Gerard Baker at the Times is right: “Barack Obama suddenly looks vulnerable. And the more the focus is on him, the less likely he is to become president.”

Baker writes:

“There's trouble in paradise. Cancel the coronation. Send back the commemorative medals. Put those “Yes We Can” T-shirts up on eBay. Keep the Change.

“Barack Obama's historic procession to the American presidency has been rudely interrupted. The global healing he promised is in jeopardy. If you're prone to emotional breakdown, you might want to take a seat before I say this. He might not win.

“How can it be, you ask? Didn't we see him just last month speaking to 200,000 adoring Germans in Berlin? Didn't he get the red carpet treatment in France - France of all places? Doesn't every British politician want to be seen clutching the hem of his garment?

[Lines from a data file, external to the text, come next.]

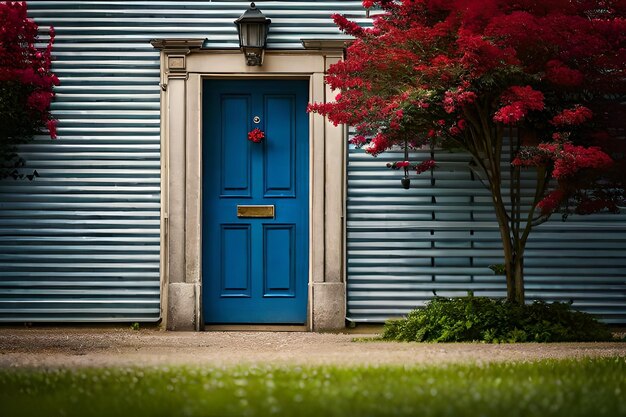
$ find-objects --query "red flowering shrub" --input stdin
[0,1,59,178]
[309,0,626,302]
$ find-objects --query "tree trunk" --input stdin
[509,252,526,304]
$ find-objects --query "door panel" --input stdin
[202,80,309,324]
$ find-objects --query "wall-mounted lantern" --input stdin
[235,3,272,66]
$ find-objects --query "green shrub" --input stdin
[382,295,613,343]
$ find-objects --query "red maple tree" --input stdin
[309,0,626,303]
[0,1,59,179]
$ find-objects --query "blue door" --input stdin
[202,79,309,324]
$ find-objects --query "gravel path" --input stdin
[0,327,626,368]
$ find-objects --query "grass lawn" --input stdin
[0,357,626,417]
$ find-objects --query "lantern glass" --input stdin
[235,3,271,65]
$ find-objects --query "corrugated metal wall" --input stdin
[347,145,626,323]
[0,0,365,322]
[0,0,626,323]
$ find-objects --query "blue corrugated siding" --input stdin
[0,0,365,322]
[347,145,626,323]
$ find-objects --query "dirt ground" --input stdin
[0,327,626,368]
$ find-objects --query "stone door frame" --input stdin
[151,39,347,331]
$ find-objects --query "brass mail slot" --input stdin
[237,206,274,219]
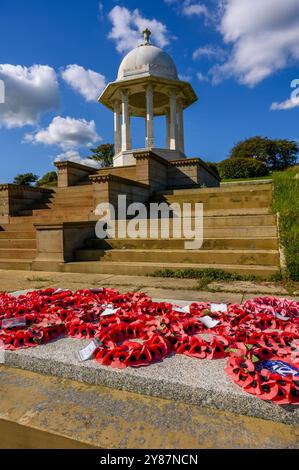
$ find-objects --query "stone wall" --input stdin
[55,161,97,188]
[0,184,53,219]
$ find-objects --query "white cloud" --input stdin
[0,64,59,129]
[182,1,209,18]
[54,150,101,168]
[61,64,106,102]
[24,116,102,150]
[179,73,192,82]
[98,2,104,21]
[270,96,299,111]
[193,45,226,60]
[216,0,299,86]
[108,5,171,53]
[164,0,211,19]
[196,72,209,82]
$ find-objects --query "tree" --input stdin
[218,158,269,179]
[88,144,114,168]
[13,173,38,186]
[36,171,57,188]
[230,136,299,171]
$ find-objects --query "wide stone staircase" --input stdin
[66,179,280,276]
[0,182,280,277]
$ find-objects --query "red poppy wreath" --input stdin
[0,289,299,405]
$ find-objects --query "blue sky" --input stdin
[0,0,299,182]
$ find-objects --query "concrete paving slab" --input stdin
[0,366,299,449]
[5,338,299,424]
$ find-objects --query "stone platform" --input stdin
[4,292,299,424]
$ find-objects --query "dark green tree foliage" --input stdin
[36,171,57,188]
[218,158,269,179]
[13,173,38,186]
[230,136,299,171]
[89,144,114,168]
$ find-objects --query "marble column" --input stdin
[114,101,121,155]
[166,110,170,149]
[121,91,132,152]
[178,102,185,153]
[146,85,155,148]
[170,90,178,150]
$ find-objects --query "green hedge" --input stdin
[273,167,299,282]
[218,158,269,179]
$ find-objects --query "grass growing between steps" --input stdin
[272,166,299,282]
[151,269,274,289]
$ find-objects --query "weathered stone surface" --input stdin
[5,338,299,424]
[0,366,298,449]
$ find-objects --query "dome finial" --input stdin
[143,28,152,46]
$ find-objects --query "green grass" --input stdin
[151,269,280,288]
[273,166,299,282]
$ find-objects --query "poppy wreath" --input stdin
[0,289,299,404]
[225,342,299,405]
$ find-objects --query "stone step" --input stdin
[0,231,36,240]
[0,248,36,260]
[51,197,95,207]
[33,205,94,219]
[204,214,277,228]
[63,261,279,278]
[157,196,271,210]
[54,184,93,198]
[76,249,279,266]
[84,237,278,250]
[97,224,277,239]
[0,224,35,233]
[0,258,31,271]
[161,180,272,195]
[0,238,36,250]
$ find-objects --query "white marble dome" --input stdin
[117,44,178,81]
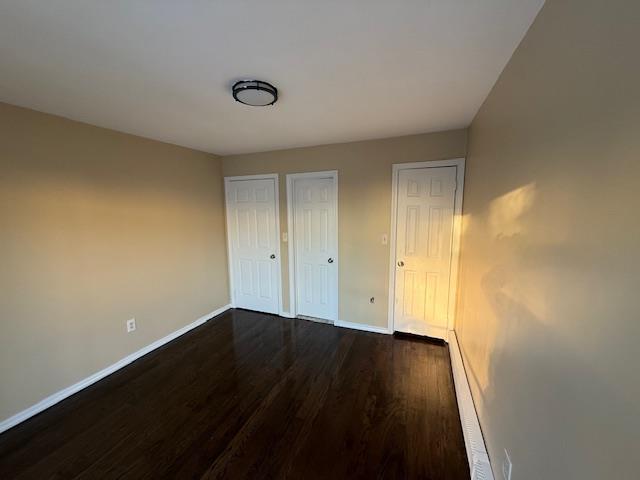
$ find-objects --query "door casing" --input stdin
[287,170,340,322]
[224,173,283,315]
[387,158,465,340]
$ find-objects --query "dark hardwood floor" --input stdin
[0,310,469,480]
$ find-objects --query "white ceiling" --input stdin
[0,0,544,154]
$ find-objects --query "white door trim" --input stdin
[224,173,283,315]
[287,170,340,322]
[388,158,465,333]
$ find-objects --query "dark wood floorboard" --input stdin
[0,310,469,480]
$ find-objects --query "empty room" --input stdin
[0,0,640,480]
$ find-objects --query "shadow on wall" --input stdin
[459,183,638,479]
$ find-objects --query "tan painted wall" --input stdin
[223,130,467,327]
[456,0,640,480]
[0,104,228,420]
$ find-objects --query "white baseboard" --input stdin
[448,330,494,480]
[333,320,391,335]
[0,305,231,433]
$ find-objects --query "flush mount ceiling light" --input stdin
[232,80,278,107]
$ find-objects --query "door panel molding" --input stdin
[387,158,465,340]
[224,173,283,315]
[287,170,340,322]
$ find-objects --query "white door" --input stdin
[394,167,457,338]
[291,174,338,321]
[225,178,280,314]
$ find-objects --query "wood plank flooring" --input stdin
[0,310,469,480]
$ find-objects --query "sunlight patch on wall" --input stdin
[489,182,536,237]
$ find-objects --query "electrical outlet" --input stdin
[127,318,136,333]
[502,448,511,480]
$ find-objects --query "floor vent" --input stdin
[449,332,494,480]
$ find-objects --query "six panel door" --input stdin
[293,174,338,320]
[394,167,457,338]
[226,178,280,314]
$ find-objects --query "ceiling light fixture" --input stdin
[232,80,278,107]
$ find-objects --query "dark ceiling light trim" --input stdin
[231,80,278,107]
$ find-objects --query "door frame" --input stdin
[387,158,465,333]
[287,170,340,322]
[224,173,282,315]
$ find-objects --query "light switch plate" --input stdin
[127,318,136,333]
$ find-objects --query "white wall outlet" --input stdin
[502,448,511,480]
[127,318,136,333]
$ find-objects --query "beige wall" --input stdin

“All true. But as cruel geography and the selfish designs of the American Founding Fathers would have it, Europeans don't get to choose the US president. Somewhere along the way to the Obama presidency, somebody forgot to ask the American people.”

Baker points out:

So we arrive this weekend at the true starting line of the US presidential race and the rituals that begin the real election campaign: the selection of the vice-presidential running-mates, and the back-to-back party nominating conventions. A year and a half after the warm-ups began, the two remaining candidates are more or less tied. Senator Obama's summer lead in the opinion polls has evaporated. John McCain, that grumpy, grisly, gnarled old Republican, that Gollum to Senator Obama's Bilbo Baggins, might, just might, actually win this thing.

“What happened?”

Baker concludes:

“The key to understanding the presidential campaign as it enters its phase of maximum intensity is this. The more the campaign is about the concerns of the American voter, especially the state of the economy but also the general anxiety about the direction of the country, the more likely they are to throw the Republicans out.

“But the uncomfortable truth for the many devoted fans of Senator Obama is that the more the race is about him, the less likely he is to win it.”

To read Baker’s thought-provoking analysis of the general election race in its entirety, go here.

1 comment:

  1. Obama needs to be less like Muhammad Ali and more like Joe Frazier. Step in, punch hard. The Republicans have given us an illegal war. Mass murder. Catastrophe. He has all the material he needs. So what's he doing?

    He also needs to read a little book called "Animal Farm" and ponder the words "Some are more equal than others."